More information about the I-601A provisional waiver here.
What’s new ?
Starting August 29, 2016, the I-601A provisional waiver is expanding. It is a step in the right direction although it still leaves many would be applicants ineligible. There are two significant improvements:
- Anyone eligible for the waiver can file in the United States.
This change expands the ability to file the provisional waiver on Form I-601A to anyone who would be eligible for an unlawful presence waiver. Previously, it was only available to those who had an approved petition and a US Citizen spouse or parent.
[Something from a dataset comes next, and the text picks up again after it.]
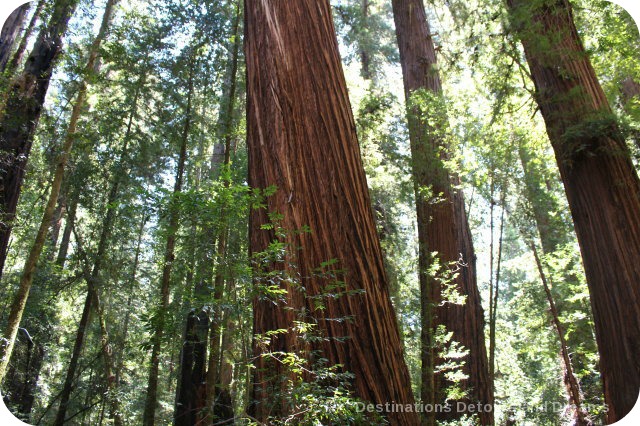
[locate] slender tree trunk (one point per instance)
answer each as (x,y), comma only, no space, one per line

Now, those who have an approved petition and a lawful permanent resident spouse or parent may apply provisionally from the United States.
|Who was a qualifying relative before?||Who is a qualifying relative now? (8/29/2016)|
|I601A Provisional Waiver (Submitted in the United States)||·United States Citizen Spouse
·United States Citizen Parent
|·United States Citizen Spouse
·United States Citizen Parent
·Lawful Permanent Resident Spouse
·Lawful Permanent Parent
- People with Final Orders of Removal will be eligible for the provisional waiver if they are first approved for advance permission to return on Form I-212.
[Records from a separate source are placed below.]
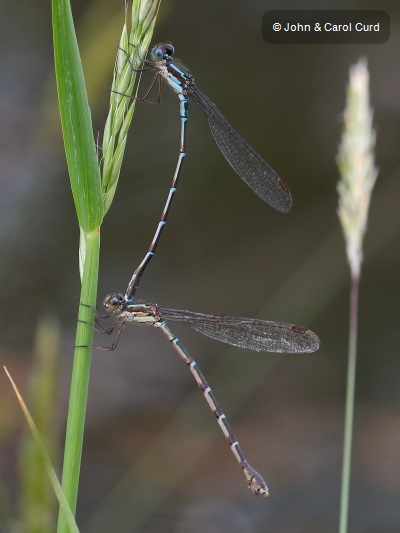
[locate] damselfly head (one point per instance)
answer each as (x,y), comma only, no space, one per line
(162,51)
(113,301)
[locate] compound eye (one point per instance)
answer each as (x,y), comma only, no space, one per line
(169,49)
(157,54)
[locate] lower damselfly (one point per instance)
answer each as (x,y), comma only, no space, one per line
(241,156)
(253,334)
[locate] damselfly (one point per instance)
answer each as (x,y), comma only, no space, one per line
(259,335)
(244,160)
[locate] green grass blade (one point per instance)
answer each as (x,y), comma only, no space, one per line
(65,508)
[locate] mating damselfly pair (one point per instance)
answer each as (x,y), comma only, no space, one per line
(254,334)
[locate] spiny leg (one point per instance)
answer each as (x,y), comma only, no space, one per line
(254,480)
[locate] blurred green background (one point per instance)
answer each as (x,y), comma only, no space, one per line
(154,459)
Individuals subject to final orders of removal, deportation or exclusion will be able to apply for “advance permission” to return via an I-212 Application for Permission to Reapply for Admission into the United States here in the United States. Once approved, then they will be eligible to file for the I-601A provisional waiver. Previously, applicants with final orders had to return to their home country to apply for one waiver and then the other. The process could take years which meant an extended separation from family members while the applicant was outside of the United States. With the new rule, once the I-212 and I-601A are approved, the applicant will consular process which will reduce the time spent outside the United States to a couple of weeks.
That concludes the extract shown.